Abstract:First-order methods, such as gradient descent (GD) and stochastic gradient descent (SGD), have been proven effective in training neural networks. In the context of over-parameterization, there is a line of work demonstrating that randomly initialized (stochastic) gradient descent converges to a globally optimal solution at a linear convergence rate for the quadratic loss function. However, the learning rate of GD for training two-layer neural networks exhibits poor dependence on the sample size and the Gram matrix, leading to a slow training process. In this paper, we show that for the $L^2$ regression problems, the learning rate can be improved from $\mathcal{O}(\lambda_0/n^2)$ to $\mathcal{O}(1/\|\bm{H}^{\infty}\|_2)$, which implies that GD actually enjoys a faster convergence rate.
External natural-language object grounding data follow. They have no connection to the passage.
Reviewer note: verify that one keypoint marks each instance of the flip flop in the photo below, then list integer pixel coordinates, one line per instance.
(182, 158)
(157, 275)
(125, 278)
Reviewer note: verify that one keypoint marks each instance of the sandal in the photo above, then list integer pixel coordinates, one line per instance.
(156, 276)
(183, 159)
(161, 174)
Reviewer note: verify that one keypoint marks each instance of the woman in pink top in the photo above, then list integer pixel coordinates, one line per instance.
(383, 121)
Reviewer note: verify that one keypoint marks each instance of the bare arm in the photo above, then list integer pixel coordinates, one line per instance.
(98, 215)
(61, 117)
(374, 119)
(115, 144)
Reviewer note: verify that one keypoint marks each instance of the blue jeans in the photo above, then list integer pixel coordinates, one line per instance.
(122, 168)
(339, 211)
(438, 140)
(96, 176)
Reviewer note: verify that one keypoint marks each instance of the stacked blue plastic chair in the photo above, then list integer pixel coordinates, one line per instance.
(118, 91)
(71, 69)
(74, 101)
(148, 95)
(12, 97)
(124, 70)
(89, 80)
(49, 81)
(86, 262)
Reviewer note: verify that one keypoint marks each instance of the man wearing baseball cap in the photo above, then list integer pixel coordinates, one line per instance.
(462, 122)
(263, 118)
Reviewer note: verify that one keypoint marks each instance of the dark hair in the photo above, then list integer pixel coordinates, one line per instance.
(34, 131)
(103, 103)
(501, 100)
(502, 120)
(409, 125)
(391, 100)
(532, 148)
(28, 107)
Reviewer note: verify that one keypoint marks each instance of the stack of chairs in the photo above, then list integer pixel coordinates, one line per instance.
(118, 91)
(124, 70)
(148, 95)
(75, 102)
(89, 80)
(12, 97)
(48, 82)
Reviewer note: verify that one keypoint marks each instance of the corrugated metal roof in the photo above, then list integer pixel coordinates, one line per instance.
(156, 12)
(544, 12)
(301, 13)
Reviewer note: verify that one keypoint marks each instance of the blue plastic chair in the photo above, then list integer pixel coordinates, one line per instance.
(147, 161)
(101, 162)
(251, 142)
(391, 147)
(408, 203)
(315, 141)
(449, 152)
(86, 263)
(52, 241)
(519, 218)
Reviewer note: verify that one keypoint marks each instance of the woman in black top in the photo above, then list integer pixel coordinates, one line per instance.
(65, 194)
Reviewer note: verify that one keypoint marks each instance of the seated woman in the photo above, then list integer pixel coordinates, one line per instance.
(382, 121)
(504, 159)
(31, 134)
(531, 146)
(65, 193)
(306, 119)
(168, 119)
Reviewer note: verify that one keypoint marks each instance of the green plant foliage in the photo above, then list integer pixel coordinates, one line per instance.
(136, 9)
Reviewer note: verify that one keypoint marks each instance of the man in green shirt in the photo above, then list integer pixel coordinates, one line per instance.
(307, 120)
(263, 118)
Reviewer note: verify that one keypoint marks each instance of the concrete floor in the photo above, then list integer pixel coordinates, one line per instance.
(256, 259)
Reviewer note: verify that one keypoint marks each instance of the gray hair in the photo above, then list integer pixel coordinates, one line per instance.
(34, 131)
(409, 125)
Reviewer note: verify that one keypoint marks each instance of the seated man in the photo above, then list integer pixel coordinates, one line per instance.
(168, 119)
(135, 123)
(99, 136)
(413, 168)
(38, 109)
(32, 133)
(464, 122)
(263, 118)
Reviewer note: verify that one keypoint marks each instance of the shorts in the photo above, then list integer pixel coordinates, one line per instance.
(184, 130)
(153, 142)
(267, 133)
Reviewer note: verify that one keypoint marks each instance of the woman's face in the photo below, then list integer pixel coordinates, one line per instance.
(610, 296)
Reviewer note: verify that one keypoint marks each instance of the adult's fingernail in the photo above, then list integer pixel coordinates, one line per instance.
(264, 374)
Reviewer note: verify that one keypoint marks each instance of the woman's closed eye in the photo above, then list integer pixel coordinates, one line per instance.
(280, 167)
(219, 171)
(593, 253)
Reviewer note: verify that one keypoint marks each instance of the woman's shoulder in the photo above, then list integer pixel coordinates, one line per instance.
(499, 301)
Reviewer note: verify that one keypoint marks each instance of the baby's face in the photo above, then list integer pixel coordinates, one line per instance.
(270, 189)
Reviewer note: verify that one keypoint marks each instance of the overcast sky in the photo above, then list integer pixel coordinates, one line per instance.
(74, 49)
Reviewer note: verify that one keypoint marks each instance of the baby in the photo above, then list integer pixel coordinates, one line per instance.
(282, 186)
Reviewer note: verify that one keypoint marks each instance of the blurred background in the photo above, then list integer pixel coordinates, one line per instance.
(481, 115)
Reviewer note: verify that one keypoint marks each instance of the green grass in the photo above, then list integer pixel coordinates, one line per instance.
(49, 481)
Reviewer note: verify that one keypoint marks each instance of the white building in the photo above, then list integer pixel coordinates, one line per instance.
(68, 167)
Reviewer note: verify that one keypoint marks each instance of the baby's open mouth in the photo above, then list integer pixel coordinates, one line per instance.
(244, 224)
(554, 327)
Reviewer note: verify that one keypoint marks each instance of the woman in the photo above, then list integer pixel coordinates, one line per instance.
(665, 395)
Furthermore, we generalize the method to GD in training two-layer Physics-Informed Neural Networks (PINNs), showing a similar improvement for the learning rate. Although the improved learning rate has a mild dependence on the Gram matrix, we still need to set it small enough in practice due to the unknown eigenvalues of the Gram matrix. More importantly, the convergence rate is tied to the least eigenvalue of the Gram matrix, which can lead to slow convergence. In this work, we provide the convergence analysis of natural gradient descent (NGD) in training two-layer PINNs, demonstrating that the learning rate can be $\mathcal{O}(1)$, and at this rate, the convergence rate is independent of the Gram matrix.